Alibaba Group’s second-quarter earnings report disappointed investors as growth meaningfully decelerated during the quarter and management lowered its full year revenue growth guidance. Factors causing the slowdown in growth include a decrease in the retail spending environment in China, increased competition in e-commerce and Alibaba’s reinvestments into its merchant base, which coincided with recent increased regulation from the Chinese government. At the company’s investor day, we learned that it re-segmented its commerce business, providing greater transparency, and that a significant portion of its investment spend is going into two new initiatives: Taobao Deals and Taocaicai (community marketplace). Both businesses target lower tier cities where consumers are more price sensitive. We were also impressed by Alibaba’s presentation on its growing cloud business, where the company believes its technology lead is at least two years ahead of its peers. Despite the current headwinds facing the company, we remain shareholders of Alibaba as we believe it is an important driver of innovation in China and several of its businesses have yet to fully scale. In our estimation, Worldline delivered a good set of third-quarter earnings results, though the company’s share price declined following the release.
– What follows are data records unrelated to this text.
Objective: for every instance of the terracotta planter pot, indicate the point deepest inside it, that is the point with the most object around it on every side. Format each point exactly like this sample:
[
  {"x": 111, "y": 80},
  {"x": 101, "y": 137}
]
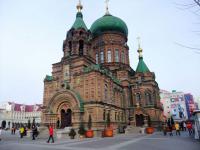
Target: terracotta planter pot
[
  {"x": 89, "y": 134},
  {"x": 149, "y": 130},
  {"x": 108, "y": 133}
]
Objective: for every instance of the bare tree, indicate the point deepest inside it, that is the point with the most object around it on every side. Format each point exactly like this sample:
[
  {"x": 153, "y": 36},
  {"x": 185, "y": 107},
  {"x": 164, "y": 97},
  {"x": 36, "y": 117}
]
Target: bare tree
[
  {"x": 192, "y": 6},
  {"x": 197, "y": 2}
]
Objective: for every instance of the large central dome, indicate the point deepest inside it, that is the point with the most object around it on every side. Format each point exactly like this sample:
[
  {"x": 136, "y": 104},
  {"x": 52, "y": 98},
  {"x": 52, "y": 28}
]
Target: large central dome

Worldline’s Board of Directors committed to selling the terminals business “in the short term” and deconsolidated the segment from financial results, which flattered the report, in our view. That said, we find the share price weakness from the delayed terminal sale to be an overreaction by the market as the business is a small portion of the company’s overall value and is also cash generative. At Worldline’s capital markets day, the company highlighted its ability to build a pan-European platform that will be largely technologically integrated by the end of 2024 and cloud-enabled to the degree possible, which will improve operating efficiency and time to market on new product development, among other benefits. In the fourth quarter, we also spoke with CEO Gilles Grapinet, who remained bullish on the company’s prospects and the merchant services business.
Shares of Vipshop Holdings fell following the company’s third-quarter earnings report. The company was tracking well for the trailing nine months; however, the report showed a large slowdown in the third quarter. We believe this is more attributable to the weaker macroeconomic environment in China than to the company itself as evidenced by the slowdown for other Chinese retail and e-commerce firms. Management offered slightly lower than consensus guidance for fourth-quarter growth, noting that the economic environment is unlikely to improve in the short term. In addition, management announced its intention to use the next couple of quarters to reduce some of the tangential brand relationships, which will negatively impact growth but improve focus for merchandising teams and the user experience. Despite the disappointing elements to the report, we believe the market over-penalized Vipshop Holdings and we remain optimistic about our investment over the long term.
During the quarter, we received shares of Daimler Truck Holding, which spun-off from our position in Daimler and we eliminated our holdings in AMP and Cenovus Energy.